Herbert Jewell married Mary Fegan in Bristol on 7 January 1903 and the couple had two children, Ralph Moses (born 5 October 1903) and Caroline Mabel (born 7 June 1905). His wife died in August 1906 and it is possible that he re-married in 1908 but this is not confirmed.
It is known that he served with 20th Company, Royal Engineers from the time he landed in France on 15 August 1914 and joined 4 Company on16 November 1915 before becoming Acting RSM at 32 Divisional HQ on 4 August 1916. He was also Mentioned in Despatches on 31 May 1915.
He left the Army on 15 October 1916, at the termination of his engagement and became an Army pensioner. It would appear that at that time he was suffering from a nervous breakdown, which may have accounted for his not being retained in the Army for the duration of hostilities.
He retired to live at Redhill Farm, Richards Castle, near Ludlow, Herefordshire.
He was found dead on 31 May 1919, at Long Meadow Field, Up Hatherley, near Cheltenham, his death certificate stating that death was due to ‘a gunshot wound self-inflicted while of unsound mind’. He was aged 44. The tragic circumstances of his death were related to the subsequent inquest held on 3 June 1919 (reported in the Gloucester Citizen).
Herbert was on a three week visit to his sister, Mrs Florence Cotton, of Green Farm, Up Hatherley. The visit had been for the benefit of his health. She stated that he had left the Army suffering from a serious nervous breakdown and ever since had complained of constant headaches. On the morning of 31 May 1919 she had taken him a morning cup of tea and he had complained of having a ‘rotten night’, adding ‘I have seen every horror as ever I saw in Belgium and I have fought every fight I fought in France during the night and my head is fit to split’. He had a terribly pathetic look in his eyes, as he had for months. Mrs Cotton went from the house for an hour in mid-morning and returned to find her brother missing, although his hat and coat were in their usual place. Looking out across the fields she saw her brother making his way home, hands in pockets. She had noticed that one of her husband’s shotguns was missing but thought nothing of it, as he had either taken it out with him or lent it to a friend or neighbour: certainly her brother carried no weapon. She went into the field to greet him but he had passed into an adjoining field, shielded by a thick hedge, so she could not see him. As she called out his name she heard a gun go off on the other side of the hedge; she ran to the gate and saw her brother lying dead, having shot himself in the head. She recalled that on that morning her brother had checked the date and it appeared that 31 May was a very important date in his military career as on that date he had performed an ‘extra-ordinary brave deed’ for which he was personally commended on the battlefield by Lord French, being also mentioned (in despatches).

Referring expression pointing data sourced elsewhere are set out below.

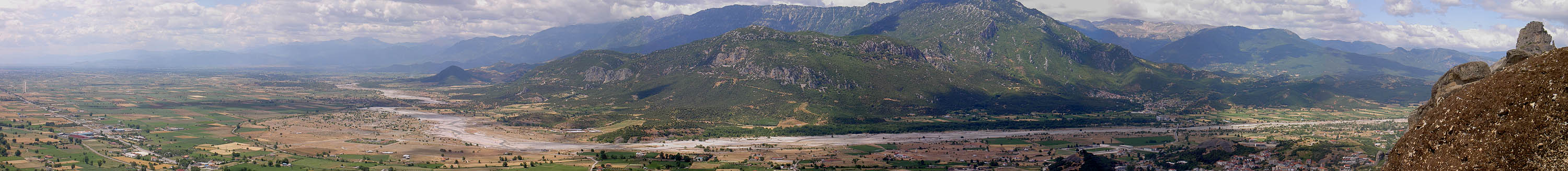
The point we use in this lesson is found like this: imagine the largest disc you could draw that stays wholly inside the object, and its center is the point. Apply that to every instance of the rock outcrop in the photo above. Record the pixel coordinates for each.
(1532, 43)
(1459, 76)
(1514, 118)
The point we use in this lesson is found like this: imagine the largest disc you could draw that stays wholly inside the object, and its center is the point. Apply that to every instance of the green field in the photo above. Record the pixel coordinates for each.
(1147, 140)
(1280, 115)
(1056, 143)
(868, 150)
(890, 146)
(549, 167)
(1004, 142)
(908, 164)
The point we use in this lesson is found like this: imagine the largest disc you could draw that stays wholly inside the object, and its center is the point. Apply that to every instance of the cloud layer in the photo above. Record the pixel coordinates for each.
(101, 26)
(1327, 19)
(74, 27)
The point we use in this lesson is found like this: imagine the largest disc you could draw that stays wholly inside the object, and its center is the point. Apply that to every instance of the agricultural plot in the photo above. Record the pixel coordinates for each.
(1278, 115)
(1006, 142)
(1056, 143)
(1147, 140)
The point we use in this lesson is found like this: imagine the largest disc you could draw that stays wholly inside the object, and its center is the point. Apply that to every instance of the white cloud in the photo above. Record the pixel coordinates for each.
(1443, 5)
(101, 26)
(1402, 7)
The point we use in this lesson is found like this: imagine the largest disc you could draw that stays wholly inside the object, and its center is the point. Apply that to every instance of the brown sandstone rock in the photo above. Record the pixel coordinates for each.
(1515, 120)
(1459, 76)
(1532, 41)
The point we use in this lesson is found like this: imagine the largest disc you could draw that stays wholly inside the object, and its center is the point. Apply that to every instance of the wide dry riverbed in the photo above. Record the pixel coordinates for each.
(458, 128)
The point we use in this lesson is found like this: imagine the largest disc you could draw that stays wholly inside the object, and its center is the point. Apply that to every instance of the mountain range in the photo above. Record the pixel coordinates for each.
(1139, 37)
(1145, 38)
(930, 57)
(1274, 52)
(454, 76)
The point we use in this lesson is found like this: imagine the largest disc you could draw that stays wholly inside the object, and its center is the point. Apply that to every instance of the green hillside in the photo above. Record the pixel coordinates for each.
(1274, 52)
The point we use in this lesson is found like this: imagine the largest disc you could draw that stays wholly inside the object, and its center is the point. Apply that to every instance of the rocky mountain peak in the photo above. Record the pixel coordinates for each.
(1532, 41)
(1509, 118)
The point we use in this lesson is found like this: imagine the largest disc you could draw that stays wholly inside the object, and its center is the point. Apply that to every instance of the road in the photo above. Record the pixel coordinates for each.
(95, 131)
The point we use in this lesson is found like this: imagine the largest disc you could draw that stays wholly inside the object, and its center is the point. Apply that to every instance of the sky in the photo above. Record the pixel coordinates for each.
(80, 27)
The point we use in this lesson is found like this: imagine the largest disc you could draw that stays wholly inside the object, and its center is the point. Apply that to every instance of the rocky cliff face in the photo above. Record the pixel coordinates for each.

He was always very reluctant to talk about the war saying ‘for God’s sake let me forget’. She was in no doubt that some special horror on that day had unnerved him.
Exactly what that deed was we shall likely never know but Herbert Jewell was probably a victim of what we would now call ‘combat stress’ or ‘post-traumatic stress disorder’, a condition which was only slowly becoming recognised at the time of the Great War and the years after and for which treatment was very limited.

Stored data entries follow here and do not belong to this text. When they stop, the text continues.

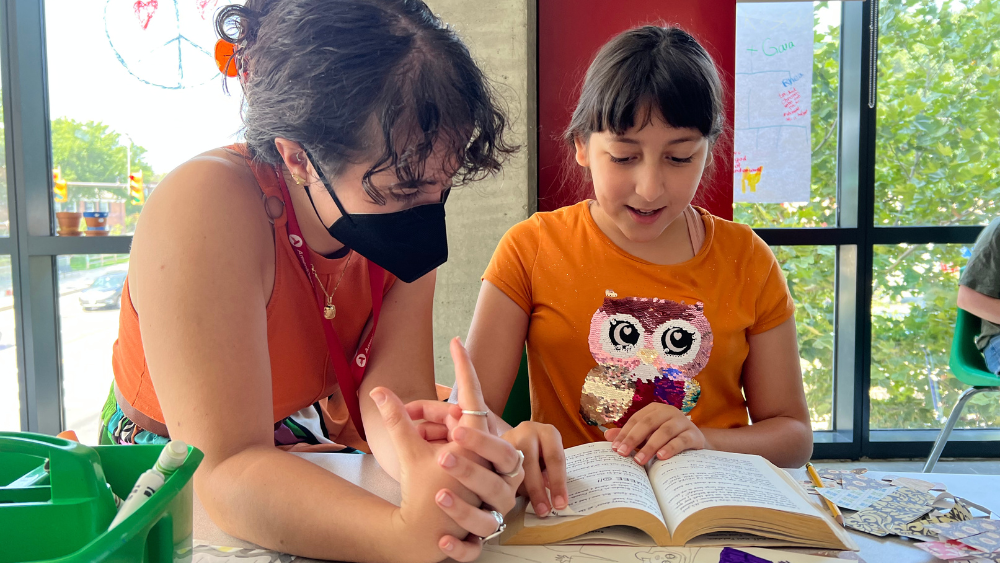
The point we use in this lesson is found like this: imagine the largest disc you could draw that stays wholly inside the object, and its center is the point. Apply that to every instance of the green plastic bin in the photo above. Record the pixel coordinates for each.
(67, 519)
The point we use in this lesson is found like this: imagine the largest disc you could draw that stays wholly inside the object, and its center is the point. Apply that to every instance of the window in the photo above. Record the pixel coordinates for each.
(898, 193)
(160, 102)
(10, 404)
(90, 295)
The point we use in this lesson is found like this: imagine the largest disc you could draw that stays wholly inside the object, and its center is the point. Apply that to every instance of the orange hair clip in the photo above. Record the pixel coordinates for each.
(225, 57)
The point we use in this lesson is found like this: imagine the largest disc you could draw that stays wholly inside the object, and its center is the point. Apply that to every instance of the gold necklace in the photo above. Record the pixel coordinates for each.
(330, 311)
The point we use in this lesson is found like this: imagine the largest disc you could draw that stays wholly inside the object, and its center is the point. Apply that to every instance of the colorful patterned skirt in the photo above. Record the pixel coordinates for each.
(303, 431)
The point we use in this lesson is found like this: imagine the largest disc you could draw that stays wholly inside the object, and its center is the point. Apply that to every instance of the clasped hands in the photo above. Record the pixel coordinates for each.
(457, 477)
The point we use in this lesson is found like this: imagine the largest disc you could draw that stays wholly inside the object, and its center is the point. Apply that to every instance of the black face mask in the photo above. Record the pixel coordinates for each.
(408, 244)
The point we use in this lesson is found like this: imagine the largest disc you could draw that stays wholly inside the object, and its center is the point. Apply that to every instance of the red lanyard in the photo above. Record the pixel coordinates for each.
(349, 374)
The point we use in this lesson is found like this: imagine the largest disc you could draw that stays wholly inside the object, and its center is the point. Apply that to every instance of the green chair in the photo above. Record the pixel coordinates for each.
(969, 367)
(518, 408)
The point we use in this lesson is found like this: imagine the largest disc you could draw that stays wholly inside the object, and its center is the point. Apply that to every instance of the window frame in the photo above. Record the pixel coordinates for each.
(855, 237)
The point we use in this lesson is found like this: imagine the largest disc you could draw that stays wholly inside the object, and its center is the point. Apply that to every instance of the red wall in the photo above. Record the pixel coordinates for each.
(570, 32)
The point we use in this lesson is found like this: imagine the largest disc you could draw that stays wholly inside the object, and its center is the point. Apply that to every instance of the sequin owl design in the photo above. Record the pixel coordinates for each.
(647, 350)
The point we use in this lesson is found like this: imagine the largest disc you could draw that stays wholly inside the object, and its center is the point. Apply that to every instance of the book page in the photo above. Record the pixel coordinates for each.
(698, 479)
(597, 479)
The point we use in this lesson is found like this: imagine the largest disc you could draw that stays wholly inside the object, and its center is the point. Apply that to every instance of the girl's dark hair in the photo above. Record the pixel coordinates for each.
(647, 71)
(359, 79)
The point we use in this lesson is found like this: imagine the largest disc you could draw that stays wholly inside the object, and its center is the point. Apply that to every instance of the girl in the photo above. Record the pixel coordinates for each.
(280, 292)
(649, 323)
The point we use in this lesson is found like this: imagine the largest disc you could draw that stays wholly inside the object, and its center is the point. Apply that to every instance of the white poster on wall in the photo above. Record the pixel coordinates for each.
(774, 57)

Perhaps surprisingly, Herbert Jewell was not buried in his home town of Ludlow but was placed to rest in Cheltenham Cemetery, where a CWGC headstone marks his grave.
According to his Pension Record Card (released via Ancestry in late 2018) an allowance of 10 shillings (50 pence) per week was paid to an unknown guardian of his daughter (possibly named Dover or located in the town of the name) from 16 October 1919, probably until she reached her 16th birthday in June 1921.